Mit der vom LSG zugelassenen Revision rügt der Kläger eine Verletzung von §§ 30 Abs 1, 31 BVG, § 54 Sozialgerichtsgesetz (SGG). Vorliegend sei auf die Rechtslage zum Zeitpunkt der letzten mündlichen Verhandlung abzustellen, da bisher noch kein bindend gewordener Bescheid existiere. Damit seien die AHP 1996 für den gesamten Zeitraum seit Antragstellung anzuwenden.
Der Kläger beantragt sinngemäß,
das Urteil des Landessozialgerichts für das Land Brandenburg vom 28. August 1998 sowie das Urteil des Sozialgerichts Cottbus vom 7. Oktober 1996 und den Bescheid der Beklagten vom 13. November 1992 in der Gestalt des Widerspruchsbescheides vom 5. Oktober 1993 abzuändern und den Beklagten zu verurteilen, ihm auch für die Zeit vom 1. Januar 1991 bis zum 31. Oktober 1996 eine Grundrente nach einer MdE von 30 vH zu gewähren.
Der Beklagte beantragt,
die Revision zurückzuweisen.
Seiner Auffassung nach sind die AHP 1996 nicht rückwirkend, sondern erst ab 1. Januar 1997 anzuwenden.
Die Beteiligten haben sich übereinstimmend mit einer Entscheidung durch Urteil ohne mündliche Verhandlung (§ 124 Abs 2 SGG) einverstanden erklärt.
II
Die Revision des Klägers ist unbegründet. Er hat für den allein noch streitigen Zeitraum vom 1. Januar 1991 bis 31. Oktober 1996 keinen Anspruch auf eine Grundrente nach § 30 BVG. Denn hier sind die AHP 1983 und nicht die AHP 1996 anzuwenden und unter Zugrundelegung dieser Anhaltspunkte erreicht die MdE des Klägers, wie das LSG zutreffend festgestellt hat, keine rentenberechtigende Höhe.

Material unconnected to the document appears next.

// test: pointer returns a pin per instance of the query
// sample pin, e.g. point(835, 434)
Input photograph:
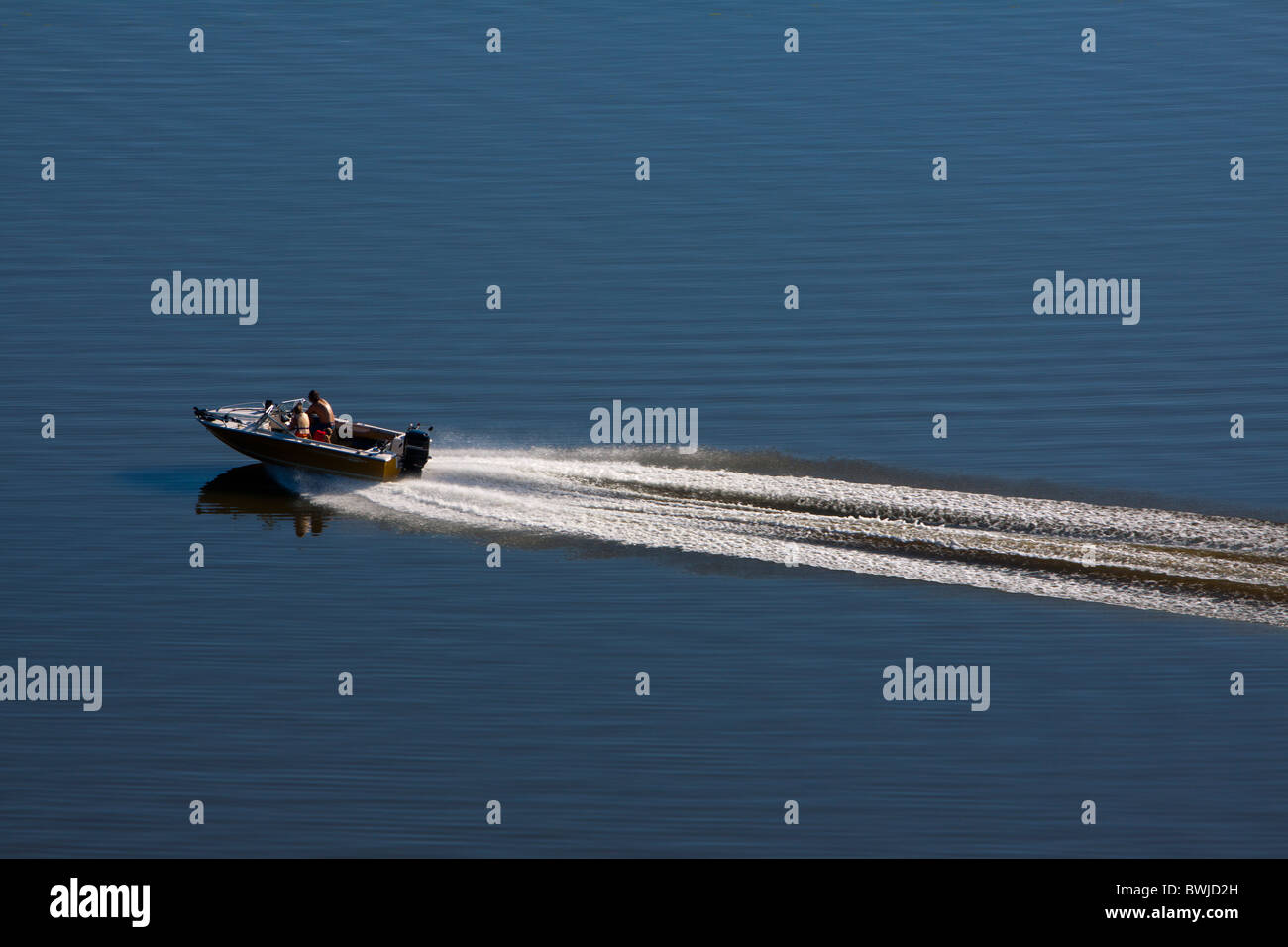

Dem steht nicht entgegen, daß der Kläger sein Begehren vorliegend mit einer Anfechtungs- und Leistungsklage (§ 54 Abs 1 und 4 SGG) geltend macht, bei der der maßgebliche Zeitpunkt für die Beurteilung der Rechtslage idR die letzte mündliche Verhandlung ist (vgl BSG SozR Nr 71 zu § 54 SGG; BSGE 12, 127, 130 = SozR Nr 72 zu § 54 SGG; BSG SozR 3-3100 § 35 Nr 6 sowie Kummer, Das sozialgerichtliche Verfahren, 1996, RdNr 83 mwN), denn dieser Grundsatz gilt nicht, wenn es in einem Klageverfahren um die Frage geht, welche AHP für die Bestimmung der MdE eines Beschädigten im streitigen Zeitraum heranzuziehen sind, weil die bisher geltenden AHP im Laufe des gerichtlichen Verfahrens durch neue ersetzt worden sind.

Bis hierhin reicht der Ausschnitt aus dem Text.